Luchino Visconti was always a case of contradictions, born into a wealthy family with royal connections (he allegedly pawned some jewelry in order to finance his first film, Ossessione), he joined the communist party during World War 2 before finally committing to Marxism. He embraced the neo-realist movement, delivering drama’s about working class people. In 1954, he directed Senso, his first attempt at a grand, sweeping period picture, it was received favorably, he returned to neo-realism to make Rocco and his Brothers before adapting the novel ‘Ill Gattopardo’ by Giuseppe Tomasi Di Lampedusa.

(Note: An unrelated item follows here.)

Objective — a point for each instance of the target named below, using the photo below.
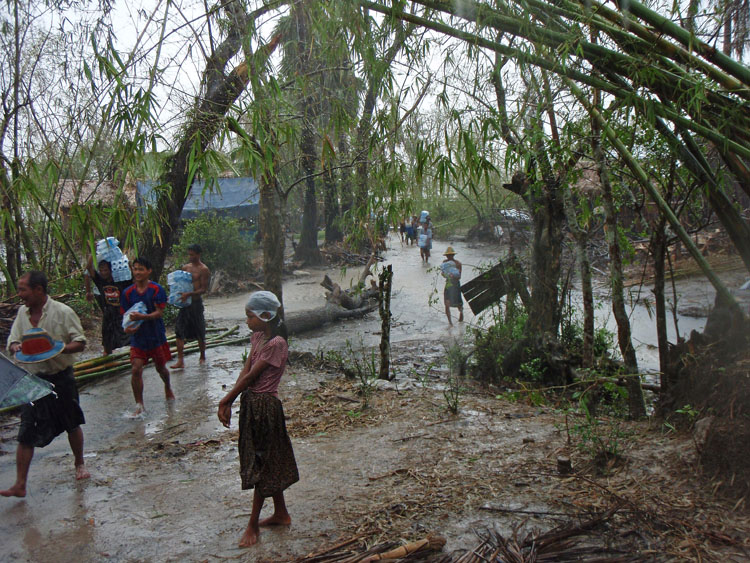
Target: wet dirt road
(166, 487)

Set during the civil war of unification between the armies of Francis II and the two Sicilies and the rebel army of insurgents led by Garibaldi, the film focuses on the fading fortunes of Don Fabrizio Corbera, Prince of Salina (Burt Lancaster)  who can see the future fast approaching as the middle class look to take the reigns. Fabrizio emits a regal status to his family and priest but he’s not above visiting a woman in Palermo in the seedier part of that town to satisfy his carnal lusts. Fabrizio looks to his nephew Don Tancredi (Alain Delon) to continue the legacy but he has no real money behind him, the middle class comes in the form of Don Calogero (Paolo Stoppa) the local mayor of Donnafugata where Fabrizio has a summer home, he also has Angelica (Claudia Cardinale) as a daughter, it’s here that Fabrizio secures the future for his nephew.

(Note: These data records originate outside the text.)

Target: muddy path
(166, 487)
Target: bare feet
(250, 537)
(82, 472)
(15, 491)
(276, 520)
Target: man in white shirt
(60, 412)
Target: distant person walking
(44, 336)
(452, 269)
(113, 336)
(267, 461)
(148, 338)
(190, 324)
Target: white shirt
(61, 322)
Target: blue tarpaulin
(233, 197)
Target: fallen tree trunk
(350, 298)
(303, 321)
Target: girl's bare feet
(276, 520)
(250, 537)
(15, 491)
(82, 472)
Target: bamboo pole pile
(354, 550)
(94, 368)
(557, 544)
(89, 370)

Tancredi began the film as a soldier for Garibaldi but switched to the King’s Army once it was clear Garibaldi wasn’t going to win, an opportunist of the highest order. Fabrizio contemplates the future a great deal, both in regards to Sicily and also his place in it, he places a grim view of where everything is headed, he’s offered a position in the newly constructed senate but declines, feeling his ties to a past that no longer exists and his status make him unfit for the duties that would be required of him. The scene during which he turns down the offer is some of Lancaster’s finest acting.

The last section of the film focuses on a ball held by a neighboring Prince and it’s a truly sumptuous affair, with glittering gowns, dances and the finest catering. It’s here that the weight of age and time finally hits Fabrizio as he shifts around the mansion struggling with the heat, mocking the young women who flitter around in excitement like birds (or monkeys as Fabrizio prefers to call them), contemplating his death and the manner in which it will happen before finally taking a long walk into the night to an uncertain future.

Looking at the world today, Fabrizio’s grim view of the future, it doesn’t seem that far off, it reminds me of an old Who song ‘Imagine a Man’ about the contemplation of death, the future will always rush towards us as we wonder about our ties to the past as we get older.